Facial recognition is another technology that is being massively adopted and deployed by police forces around the world. And again, studies have shown that most facial recognition algorithms present a racial bias. For example: a new software equipping special surveillance cameras in Los Angeles can recognize individuals up to 600 feet away, and match them against a list of suspects. While this list, again, will contain a disproportionate amount of African Americans, a study has shown that the software performs ‘worse’ precisely on this demographic; as a consequence, African Americans are more likely to be mis-recognised by facial recognition systems, and as such to be investigated or even arrested for a crime they have not committed. Why did the software present a racial bias? A number of possible factors: training dataset used to develop the algorithm containing a disproportionate amount of faces from a given ethnic group; programming focus on facial features that may be more easily recognised in a given ethnic group; referencing of previous scientific papers around facial recognition that also contained a racial bias, etc… What is perhaps most frightening is the fact that such technology does not need to undergo public scrutiny before being deployed. For that reason, until such time that an independent critical study is undertaken, such algorithmic racial biases can remain hidden within the black box of technology.

Finally, it is important to mention that the penetration of big data analytics within society, and the kind of policing practices this technology lends itself to, is far from limited to police forces in the strict sense. For example, a series of studies have warned against a re-emergence of “red-lining” in the digital age, whereby complex data analytics are used by companies to assess a customer’s worthiness and risk, and to offer ‘targeted’ services at indexed prices, or to deny such services – as well as “reverse redlining”, with specialised data brokers splitting a market of potential customers into micro-categories that are proxies for race and class, and marketers using this data to target the most vulnerable ones with exploitative financial products. This is just one example among many.

_

So to go back to the broader problem of racial bias and new technologies:  in the examples that I briefly brushed over here, it may seem that we don’t really have “racism without racist subjects”; rather the problem would be that racial biases and ingrained forms of structural racism influence the production and functioning of increasingly widespread profiling technology; and, what is more, once embedded within increasingly incomprehensible software and algorithmic networks, such racial biases – which still originate in human subjects – may be widely diffused and amplified by technology, at the same time as they are made invisible, imperceptible.

This, in itself, seems to me to constitute an important field of questions to be addressed by critical race scholars and computer scientists – hopefully together, through new forms of collaboration. Activism around “opening the black box” of widely used technologies, or calling to “make algorithms accountable”, may prove increasingly relevant as we move forward into an hyper-mediated condition of algorithmic governance.

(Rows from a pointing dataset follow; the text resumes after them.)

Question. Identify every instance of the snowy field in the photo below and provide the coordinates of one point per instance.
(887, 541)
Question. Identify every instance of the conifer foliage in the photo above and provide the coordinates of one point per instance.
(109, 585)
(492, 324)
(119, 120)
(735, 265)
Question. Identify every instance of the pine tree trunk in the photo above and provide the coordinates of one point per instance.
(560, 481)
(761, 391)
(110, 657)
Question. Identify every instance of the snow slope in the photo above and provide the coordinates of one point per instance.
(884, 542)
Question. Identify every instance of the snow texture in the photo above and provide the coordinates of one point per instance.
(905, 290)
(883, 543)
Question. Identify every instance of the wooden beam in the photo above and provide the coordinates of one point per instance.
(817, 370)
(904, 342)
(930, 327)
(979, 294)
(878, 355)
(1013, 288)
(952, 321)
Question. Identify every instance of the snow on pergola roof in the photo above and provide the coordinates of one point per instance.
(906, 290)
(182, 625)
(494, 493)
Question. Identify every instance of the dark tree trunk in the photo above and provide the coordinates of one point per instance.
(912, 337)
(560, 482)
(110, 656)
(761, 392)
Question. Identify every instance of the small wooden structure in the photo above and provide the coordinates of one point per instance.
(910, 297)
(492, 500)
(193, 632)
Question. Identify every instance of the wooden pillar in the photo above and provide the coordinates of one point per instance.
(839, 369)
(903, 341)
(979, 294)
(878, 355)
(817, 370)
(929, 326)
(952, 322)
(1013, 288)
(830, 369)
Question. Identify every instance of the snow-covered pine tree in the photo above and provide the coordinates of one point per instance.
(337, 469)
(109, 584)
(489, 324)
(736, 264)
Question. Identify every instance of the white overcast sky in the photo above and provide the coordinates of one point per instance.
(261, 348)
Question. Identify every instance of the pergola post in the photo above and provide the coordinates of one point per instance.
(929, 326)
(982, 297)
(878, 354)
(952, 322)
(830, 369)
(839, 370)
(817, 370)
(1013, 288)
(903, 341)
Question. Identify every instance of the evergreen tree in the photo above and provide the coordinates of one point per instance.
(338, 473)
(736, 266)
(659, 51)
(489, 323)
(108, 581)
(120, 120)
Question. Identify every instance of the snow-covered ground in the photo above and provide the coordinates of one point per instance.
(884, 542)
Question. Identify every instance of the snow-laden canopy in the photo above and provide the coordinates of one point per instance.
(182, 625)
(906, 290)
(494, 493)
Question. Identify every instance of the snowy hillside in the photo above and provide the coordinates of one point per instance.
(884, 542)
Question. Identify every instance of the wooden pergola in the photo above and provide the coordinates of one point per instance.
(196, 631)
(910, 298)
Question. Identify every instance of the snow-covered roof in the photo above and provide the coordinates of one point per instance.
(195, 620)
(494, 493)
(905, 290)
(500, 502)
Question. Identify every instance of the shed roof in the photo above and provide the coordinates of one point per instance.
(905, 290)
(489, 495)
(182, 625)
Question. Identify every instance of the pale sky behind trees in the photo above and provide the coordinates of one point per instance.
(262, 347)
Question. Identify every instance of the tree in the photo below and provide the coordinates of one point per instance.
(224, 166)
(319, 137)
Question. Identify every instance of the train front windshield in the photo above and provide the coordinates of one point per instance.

But could it be – and I will end on this speculative, and still too abstract point – that contemporary technology isn’t just a new vector for the silent spread of racisms; could it be, instead, that digital technology carries some uncanny structural affinities with racism? “The binary logic of racism [(us/them)] resembles the [binary logic of the digital (one/zero)] in that it copes with difference, exception, and indeterminacy by reducing such remainders to the nearest whole, or identity”. So perhaps it is legitimate to ask: to what degree could the pervasive use of digital technology as a collective infrastructure of perception and communication, thought and action in the world, inconspicuously also support the proliferation of racisms, and other binary conceptions of the political today?